How does the functools cmp_to_key function works in Python?

Python's functools.cmp_to_key function is a utility that converts comparison functions into key functions for sorting. This is particularly useful when you need custom sorting logic that goes beyond simple attribute-based sorting.

What is functools.cmp_to_key?

The cmp_to_key function bridges the gap between old-style comparison functions and modern key-based sorting. A comparison function takes two arguments and returns:

  • Negative value if first argument is "less than" the second
  • Zero if both arguments are "equal"
  • Positive value if first argument is "greater than" the second

Python's built-in sorting functions like sorted() expect key functions, not comparison functions. The cmp_to_key function converts your comparison logic into a compatible key function.

Syntax

from functools import cmp_to_key

key_function = cmp_to_key(comparison_function)
sorted_list = sorted(iterable, key=key_function)

Basic Example

Here's how to sort strings by length using a comparison function ?

from functools import cmp_to_key

def compare_lengths(str1, str2):
    if len(str1) < len(str2):
        return -1
    elif len(str1) > len(str2):
        return 1
    else:
        return 0

names = ['Alice', 'Bob', 'Charlie', 'Dave']

# Convert comparison function to key function
key_function = cmp_to_key(compare_lengths)
sorted_names = sorted(names, key=key_function)

print("Original:", names)
print("Sorted by length:", sorted_names)
Original: ['Alice', 'Bob', 'Charlie', 'Dave']
Sorted by length: ['Bob', 'Dave', 'Alice', 'Charlie']

Complex Sorting Example

Let's sort students by grade first, then by name for ties ?

from functools import cmp_to_key

def compare_students(student1, student2):
    # Compare by grade first (higher grade comes first)
    if student1['grade'] > student2['grade']:
        return -1
    elif student1['grade'] < student2['grade']:
        return 1
    else:
        # If grades are equal, compare by name alphabetically
        if student1['name'] < student2['name']:
            return -1
        elif student1['name'] > student2['name']:
            return 1
        else:
            return 0

students = [
    {'name': 'Alice', 'grade': 85},
    {'name': 'Bob', 'grade': 92},
    {'name': 'Charlie', 'grade': 85},
    {'name': 'Dave', 'grade': 78}
]

sorted_students = sorted(students, key=cmp_to_key(compare_students))

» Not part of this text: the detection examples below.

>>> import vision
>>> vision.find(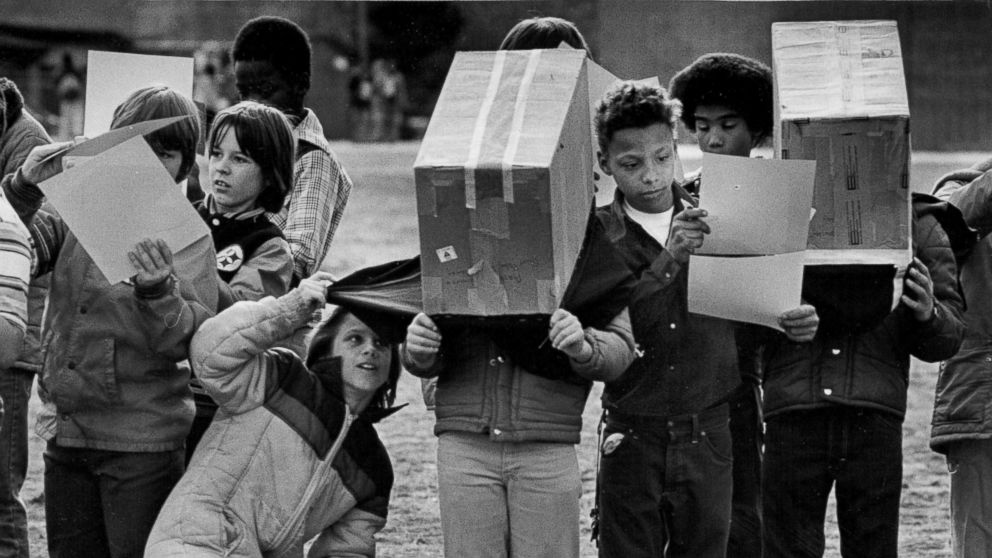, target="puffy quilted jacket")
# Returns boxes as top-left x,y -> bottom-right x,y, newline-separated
930,168 -> 992,452
764,204 -> 964,419
145,291 -> 393,558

for student in sorted_students:
    print(f"{student['name']}: {student['grade']}")
Bob: 92
Alice: 85
Charlie: 85
Dave: 78

How It Works Internally

The cmp_to_key function creates a wrapper class that implements comparison operators. Here's a simplified version of what happens ?

from functools import cmp_to_key

# Simple comparison function
def compare_numbers(a, b):
    return a - b

# Convert to key function
key_func = cmp_to_key(compare_numbers)

# Use with sorting
numbers = [3, 1, 4, 1, 5, 9, 2, 6]
sorted_numbers = sorted(numbers, key=key_func)

print("Original:", numbers)
print("Sorted:", sorted_numbers)
Original: [3, 1, 4, 1, 5, 9, 2, 6]
Sorted: [1, 1, 2, 3, 4, 5, 6, 9]

Comparison vs Key Function

Aspect Comparison Function Key Function
Arguments Two items to compare Single item to extract key
Return Value -1, 0, or 1 Any comparable value
Performance O(n log n) comparisons O(n) key extractions
Complexity Can handle complex logic Simpler for basic sorting

When to Use cmp_to_key

Use cmp_to_key when you need:

  • Multi-criteria sorting with custom precedence
  • Complex comparison logic that can't be expressed as a simple key
  • Converting legacy comparison-based code
  • Sorting based on relationships between items rather than individual attributes

Conclusion

The functools.cmp_to_key function enables complex custom sorting by converting comparison functions into key functions. Use it when you need sophisticated sorting logic that goes beyond simple attribute-based comparisons.